一方、現在のパソコンで必要な作業が問題なくできていて、ChatGPTなどクラウド型AIサービスを利用することが目的なら、AIパソコンへ急いで買い替える必要はありません。
パソコンは新しいCPUやモデルが継続的に登場するため、「次のモデルを待てば必ず得」とも言い切れません。
必要な性能を満たすモデルが予算内で購入できるか、現在のパソコンに不満があるか、使いたいAI機能があるかを基準に買い替え時期を判断しましょう。
AIパソコンは予算と用途に合ったモデルを選ぶ
AIパソコンは、NPUのTOPSや「AI対応」という言葉だけで選ぶのではなく、普段の使い方まで考えて比較することが大切です。

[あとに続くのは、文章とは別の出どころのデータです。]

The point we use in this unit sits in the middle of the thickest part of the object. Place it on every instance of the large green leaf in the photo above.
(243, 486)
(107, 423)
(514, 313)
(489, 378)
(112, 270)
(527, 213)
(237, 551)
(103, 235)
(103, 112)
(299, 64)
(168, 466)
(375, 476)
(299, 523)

今回紹介した7モデルも、価格を抑えやすいモデル、1kg前後の軽量モデル、32GBメモリ・1TB SSDを備えたモデル、17型の大画面モデルなど、それぞれ特徴が異なります。
選ぶときは、まずAI機能をどのように使いたいのかを考え、CPU・NPU・GPUを確認しましょう。そのうえで、メモリは16GBか32GBか、SSDは512GBか1TBか、持ち運ぶなら重量はどのくらいか、と条件を絞っていくと候補を見つけやすくなります。
また、Copilot+ PCだからといって、すべての用途で従来のパソコンより適しているとは限りません。ChatGPTなどクラウド上で処理するAIサービスを利用するだけなら、NPUを搭載したAIパソコンが必須というわけでもありません。
価格だけで比較するときにも注意が必要です。同じシリーズ名でもCPUやメモリ、SSD容量、Officeの有無が異なるモデルが販売されていることがあります。購入するときはシリーズ名だけではなく、型番と具体的な構成まで確認しましょう。
AIパソコンは高性能なモデルほど誰にでも適しているわけではありません。性能、使いやすさ、持ち運びやすさ、機能、価格の中から自分が重視する条件を整理し、予算と用途に合ったモデルを選ぶことが大切です。